Он выбежал в просвет меж щитов, промчался через густую дымовую завесу и остановился перед кровавой полосой из бьющихся в судорогах, истекающих кровью, умирающих существ. Убитых среди людей и коней было мало. Большинство оказалось покалечено, ранено, просто придавлено тяжелыми тушами. Татары, что гарцевали за этим жутковатым препятствием, глядели не на Андрея, а вперед — туда, откуда на них накатывалась закованная в сталь русская конница. Матях остановился, поднял тяжеленную пищаль, нажал на спуск, дождался выстрела и с облегчением бросил неподъемное оружие. В этот раз он смог увидеть последствия своего выстрела: широко разлетевшаяся на дистанции в пятьдесят метров картечь пробила темные, сразу начавшие кровоточить отверстия в телах сразу двух коней, снесла их всадников, а кроме того — упали еще двое татар, находящихся дальше, глубоко в строю, но на линии огня.
В этот раз одинокий русский воин — из стрельцов за Андреем никто так и не побежал — привлек к себе внимание.
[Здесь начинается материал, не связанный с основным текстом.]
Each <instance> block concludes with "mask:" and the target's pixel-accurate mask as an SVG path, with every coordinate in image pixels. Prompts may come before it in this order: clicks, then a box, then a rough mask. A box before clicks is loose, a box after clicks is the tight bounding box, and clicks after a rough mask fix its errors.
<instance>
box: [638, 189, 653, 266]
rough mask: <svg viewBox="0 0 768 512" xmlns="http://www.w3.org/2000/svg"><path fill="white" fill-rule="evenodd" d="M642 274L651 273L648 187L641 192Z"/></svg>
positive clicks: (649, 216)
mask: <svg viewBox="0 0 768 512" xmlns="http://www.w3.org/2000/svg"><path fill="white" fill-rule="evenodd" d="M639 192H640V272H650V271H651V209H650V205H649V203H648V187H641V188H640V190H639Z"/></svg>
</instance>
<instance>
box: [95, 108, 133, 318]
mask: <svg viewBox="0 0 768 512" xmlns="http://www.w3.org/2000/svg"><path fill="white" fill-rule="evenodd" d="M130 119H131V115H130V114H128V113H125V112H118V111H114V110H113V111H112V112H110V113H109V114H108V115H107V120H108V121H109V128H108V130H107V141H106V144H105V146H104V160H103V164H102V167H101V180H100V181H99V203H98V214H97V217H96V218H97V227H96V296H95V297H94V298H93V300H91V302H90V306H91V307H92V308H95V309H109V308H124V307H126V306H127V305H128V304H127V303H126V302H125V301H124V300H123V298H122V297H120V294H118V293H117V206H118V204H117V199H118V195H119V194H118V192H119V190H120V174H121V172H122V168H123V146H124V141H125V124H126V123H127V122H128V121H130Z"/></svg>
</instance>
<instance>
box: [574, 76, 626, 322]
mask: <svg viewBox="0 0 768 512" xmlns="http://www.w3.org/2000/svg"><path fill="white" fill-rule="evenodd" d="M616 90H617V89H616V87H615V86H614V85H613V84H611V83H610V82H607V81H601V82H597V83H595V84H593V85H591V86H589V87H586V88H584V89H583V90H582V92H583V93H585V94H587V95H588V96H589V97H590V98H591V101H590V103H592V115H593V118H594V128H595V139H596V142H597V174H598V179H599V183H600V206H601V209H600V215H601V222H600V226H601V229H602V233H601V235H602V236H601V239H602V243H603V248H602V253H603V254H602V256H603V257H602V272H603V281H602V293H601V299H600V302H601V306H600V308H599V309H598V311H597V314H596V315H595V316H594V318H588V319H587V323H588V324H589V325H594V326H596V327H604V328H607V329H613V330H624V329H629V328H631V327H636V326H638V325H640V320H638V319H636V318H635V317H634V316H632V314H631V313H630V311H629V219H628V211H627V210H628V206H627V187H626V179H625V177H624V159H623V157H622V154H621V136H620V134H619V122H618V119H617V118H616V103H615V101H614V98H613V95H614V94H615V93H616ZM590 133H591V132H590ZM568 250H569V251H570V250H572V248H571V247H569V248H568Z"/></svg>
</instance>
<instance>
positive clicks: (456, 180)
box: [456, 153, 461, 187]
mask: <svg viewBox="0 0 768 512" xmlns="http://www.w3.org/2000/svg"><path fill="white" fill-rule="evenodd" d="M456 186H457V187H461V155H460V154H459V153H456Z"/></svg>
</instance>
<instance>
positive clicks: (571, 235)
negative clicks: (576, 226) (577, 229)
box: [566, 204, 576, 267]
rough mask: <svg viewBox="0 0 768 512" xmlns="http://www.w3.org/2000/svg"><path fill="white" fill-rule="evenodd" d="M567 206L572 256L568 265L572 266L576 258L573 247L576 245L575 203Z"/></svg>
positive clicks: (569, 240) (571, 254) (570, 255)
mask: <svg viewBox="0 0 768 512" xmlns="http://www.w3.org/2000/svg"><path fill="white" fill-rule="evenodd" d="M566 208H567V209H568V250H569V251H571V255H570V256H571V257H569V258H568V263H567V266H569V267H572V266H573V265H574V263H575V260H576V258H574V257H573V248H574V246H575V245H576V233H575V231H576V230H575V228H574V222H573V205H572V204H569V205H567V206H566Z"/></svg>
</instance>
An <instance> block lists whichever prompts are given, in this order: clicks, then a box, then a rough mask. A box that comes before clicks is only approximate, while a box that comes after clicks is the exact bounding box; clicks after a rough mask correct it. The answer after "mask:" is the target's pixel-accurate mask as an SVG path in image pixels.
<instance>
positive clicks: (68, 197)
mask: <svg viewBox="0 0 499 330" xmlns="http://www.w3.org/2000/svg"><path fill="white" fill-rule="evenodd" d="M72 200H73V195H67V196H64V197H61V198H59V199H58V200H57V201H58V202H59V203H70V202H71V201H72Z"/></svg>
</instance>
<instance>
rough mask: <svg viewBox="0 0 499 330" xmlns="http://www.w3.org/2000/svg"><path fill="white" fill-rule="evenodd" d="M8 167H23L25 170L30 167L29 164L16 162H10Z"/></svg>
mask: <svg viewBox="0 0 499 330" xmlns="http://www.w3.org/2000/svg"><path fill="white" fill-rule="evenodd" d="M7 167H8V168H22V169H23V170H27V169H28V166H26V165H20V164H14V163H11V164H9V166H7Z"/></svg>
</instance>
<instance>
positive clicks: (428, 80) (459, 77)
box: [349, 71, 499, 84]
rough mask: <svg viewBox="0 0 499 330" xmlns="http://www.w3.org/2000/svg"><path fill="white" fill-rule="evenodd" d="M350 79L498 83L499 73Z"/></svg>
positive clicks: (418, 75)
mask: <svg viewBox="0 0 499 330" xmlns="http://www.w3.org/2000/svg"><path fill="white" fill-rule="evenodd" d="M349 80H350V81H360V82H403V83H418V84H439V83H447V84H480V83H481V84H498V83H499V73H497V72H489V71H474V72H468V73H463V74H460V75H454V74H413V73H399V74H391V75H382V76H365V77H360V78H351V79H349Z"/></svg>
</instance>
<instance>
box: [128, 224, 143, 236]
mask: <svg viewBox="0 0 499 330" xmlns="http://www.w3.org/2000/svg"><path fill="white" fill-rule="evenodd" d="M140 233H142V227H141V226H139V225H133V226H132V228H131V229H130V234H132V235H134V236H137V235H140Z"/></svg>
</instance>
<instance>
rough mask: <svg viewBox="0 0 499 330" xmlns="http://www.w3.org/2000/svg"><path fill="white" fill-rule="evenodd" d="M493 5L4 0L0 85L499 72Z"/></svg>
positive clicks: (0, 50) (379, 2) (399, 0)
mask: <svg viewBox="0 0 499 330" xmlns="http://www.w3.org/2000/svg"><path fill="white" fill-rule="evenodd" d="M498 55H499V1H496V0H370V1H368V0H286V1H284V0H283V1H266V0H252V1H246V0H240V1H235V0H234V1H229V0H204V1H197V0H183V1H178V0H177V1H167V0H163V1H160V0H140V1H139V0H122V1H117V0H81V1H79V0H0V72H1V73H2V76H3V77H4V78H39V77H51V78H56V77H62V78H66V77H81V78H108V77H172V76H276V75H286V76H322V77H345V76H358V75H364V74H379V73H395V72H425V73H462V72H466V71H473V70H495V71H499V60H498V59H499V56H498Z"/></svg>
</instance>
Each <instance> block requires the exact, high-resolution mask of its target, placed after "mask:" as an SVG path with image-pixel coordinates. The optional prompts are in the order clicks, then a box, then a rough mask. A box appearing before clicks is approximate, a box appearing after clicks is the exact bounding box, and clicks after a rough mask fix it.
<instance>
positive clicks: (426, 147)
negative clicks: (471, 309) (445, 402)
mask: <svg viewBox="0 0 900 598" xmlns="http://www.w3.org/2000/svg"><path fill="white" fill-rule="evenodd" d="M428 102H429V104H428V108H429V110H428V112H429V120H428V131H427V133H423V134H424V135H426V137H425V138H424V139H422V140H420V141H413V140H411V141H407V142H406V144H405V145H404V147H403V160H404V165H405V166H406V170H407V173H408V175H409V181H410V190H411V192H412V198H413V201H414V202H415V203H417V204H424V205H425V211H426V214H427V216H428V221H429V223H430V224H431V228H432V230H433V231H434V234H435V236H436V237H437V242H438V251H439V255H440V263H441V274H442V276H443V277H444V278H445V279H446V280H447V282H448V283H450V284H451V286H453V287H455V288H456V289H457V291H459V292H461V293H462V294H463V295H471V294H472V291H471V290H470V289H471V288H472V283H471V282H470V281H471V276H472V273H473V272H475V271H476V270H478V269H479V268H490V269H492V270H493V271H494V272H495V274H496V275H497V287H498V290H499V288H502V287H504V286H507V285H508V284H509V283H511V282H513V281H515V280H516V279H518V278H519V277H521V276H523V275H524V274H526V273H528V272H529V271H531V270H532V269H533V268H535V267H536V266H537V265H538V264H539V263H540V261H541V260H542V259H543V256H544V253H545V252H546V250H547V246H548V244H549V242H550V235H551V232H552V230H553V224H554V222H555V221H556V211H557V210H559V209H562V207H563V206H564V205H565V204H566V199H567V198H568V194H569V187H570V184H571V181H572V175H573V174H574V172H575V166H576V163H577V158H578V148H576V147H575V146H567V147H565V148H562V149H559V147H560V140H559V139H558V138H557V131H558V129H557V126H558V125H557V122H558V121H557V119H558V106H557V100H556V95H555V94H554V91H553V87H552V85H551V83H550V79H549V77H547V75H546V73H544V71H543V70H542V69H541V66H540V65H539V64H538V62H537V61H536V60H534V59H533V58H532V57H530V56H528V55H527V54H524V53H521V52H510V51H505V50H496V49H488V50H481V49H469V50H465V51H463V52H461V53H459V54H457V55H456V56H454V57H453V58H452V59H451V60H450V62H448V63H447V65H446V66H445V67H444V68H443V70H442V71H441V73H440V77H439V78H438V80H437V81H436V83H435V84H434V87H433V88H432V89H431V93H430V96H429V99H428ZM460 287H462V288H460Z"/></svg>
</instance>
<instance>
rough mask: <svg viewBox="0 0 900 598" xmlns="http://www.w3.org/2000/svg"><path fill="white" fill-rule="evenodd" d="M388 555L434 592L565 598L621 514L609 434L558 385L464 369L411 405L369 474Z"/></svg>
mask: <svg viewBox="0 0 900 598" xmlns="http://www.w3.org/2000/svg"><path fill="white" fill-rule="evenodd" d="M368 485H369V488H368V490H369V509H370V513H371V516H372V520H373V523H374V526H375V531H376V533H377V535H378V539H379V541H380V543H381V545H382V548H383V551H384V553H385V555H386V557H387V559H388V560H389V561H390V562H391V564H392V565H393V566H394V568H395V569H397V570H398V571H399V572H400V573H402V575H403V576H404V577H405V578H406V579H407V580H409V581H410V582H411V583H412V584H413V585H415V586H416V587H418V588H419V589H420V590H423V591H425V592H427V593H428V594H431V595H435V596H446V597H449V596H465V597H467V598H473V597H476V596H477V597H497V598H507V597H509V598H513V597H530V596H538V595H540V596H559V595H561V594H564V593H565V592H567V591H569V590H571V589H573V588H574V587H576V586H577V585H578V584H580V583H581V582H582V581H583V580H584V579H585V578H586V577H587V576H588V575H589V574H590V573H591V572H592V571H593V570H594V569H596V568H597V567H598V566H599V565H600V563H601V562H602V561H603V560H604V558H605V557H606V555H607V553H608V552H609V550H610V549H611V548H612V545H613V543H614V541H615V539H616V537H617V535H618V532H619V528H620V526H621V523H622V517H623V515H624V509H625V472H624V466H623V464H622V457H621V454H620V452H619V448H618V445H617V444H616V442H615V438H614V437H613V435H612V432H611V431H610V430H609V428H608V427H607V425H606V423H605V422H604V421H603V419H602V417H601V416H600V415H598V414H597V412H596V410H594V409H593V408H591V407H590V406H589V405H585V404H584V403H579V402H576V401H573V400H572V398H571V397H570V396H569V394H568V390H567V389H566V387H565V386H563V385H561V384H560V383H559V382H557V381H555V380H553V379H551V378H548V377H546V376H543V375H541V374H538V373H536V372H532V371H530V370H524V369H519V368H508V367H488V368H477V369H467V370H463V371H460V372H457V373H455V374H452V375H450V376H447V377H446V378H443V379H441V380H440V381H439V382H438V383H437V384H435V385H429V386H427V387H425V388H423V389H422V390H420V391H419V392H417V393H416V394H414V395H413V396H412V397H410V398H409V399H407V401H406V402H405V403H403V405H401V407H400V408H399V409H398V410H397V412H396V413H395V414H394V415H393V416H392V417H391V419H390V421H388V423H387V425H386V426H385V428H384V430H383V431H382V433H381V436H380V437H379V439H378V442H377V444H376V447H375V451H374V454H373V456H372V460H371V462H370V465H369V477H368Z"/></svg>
Сразу трое нукеров свернули, поскакали на него прямо по распластанным телам, ломая кости и расплющивая конечности своих бывших соратников.
— Ну, идите, идите. — Матях скинул с плеча бердыш, показавшийся после пищали невесомой пушинкой, зажал его в руках, удерживая вертикально. — Давай!
Усатый, с бритым подбородком татарин в отороченном мехом остроконечном шлеме метился копьем ему точно в сердце, но в тот миг, когда стальному острию с болтающимися чуть ниже тремя беличьими хвостами до цели оставались считанные сантиметры, боярский сын двинул всем бердышом слева направо, снося обеими руками копье в сторону, а потом резанул оказавшимся точно перед животом врага добротно отточенным полумесяцем в обратном направлении. Судя по тугому толчку, пришедшемуся на правую руку, если ногайца и не разрезало при этом до позвонков, то уж из седла выкинуло точно. Смотреть, чем все кончилось, у Матяха времени не имелось — второй татарин уже заносил над ним саблю. Парировать удар боярский сын не успевал, а потому извернулся всем телом, выдернул из-под клинка плечо, выгнулся, с неожиданной искренностью возопив к Богу о помощи. И помощь пришла: сабля, разрубив новенький налатник, с обиженным лязганьем скользнула по пластинам бахтерца, а Андрей, со всей силы ударив бердышом снизу вверх, вогнал его кончик степняку под подбородок.
Третий татарин, подъехав к боярскому сыну, молча упал с седла. Из его живота, груди, глаза торчало по стреле. Андрей оглянулся: дым уже развеялся, и кто-то из своих получил возможность прицельно расстрелять ногайца, выручая не в меру отважного товарища. Стрельцы же, не ставшие поддерживать безумную атаку, торопливо толкали сани вперед, подводя гуляй-город к врагу на дистанцию пищального выстрела.
Татары видели опасность и даже изредка пускали стрелы, но сделать ничего не могли. Отступить для них означало показать спину кованой рати. А такой подарок равносилен самоубийству. Порубят всех, как цыплят. Стрелять тоже нечем — колчаны опустошены в начале атаки. Единственный шанс выжить — это ломиться вперед и опрокинуть либо стрельцов, либо бояр.
Матях отбежал за щиты, схватил брошенную на сани пищаль, начал ее торопливо заряжать.
— Фитиль потуши, боярин! — крикнул кто-то. — Зелье полыхнет!
— Туши, потом поджигай, — упрямо мотнул головой Андрей. — Этак выстрелить ни фига не успеешь.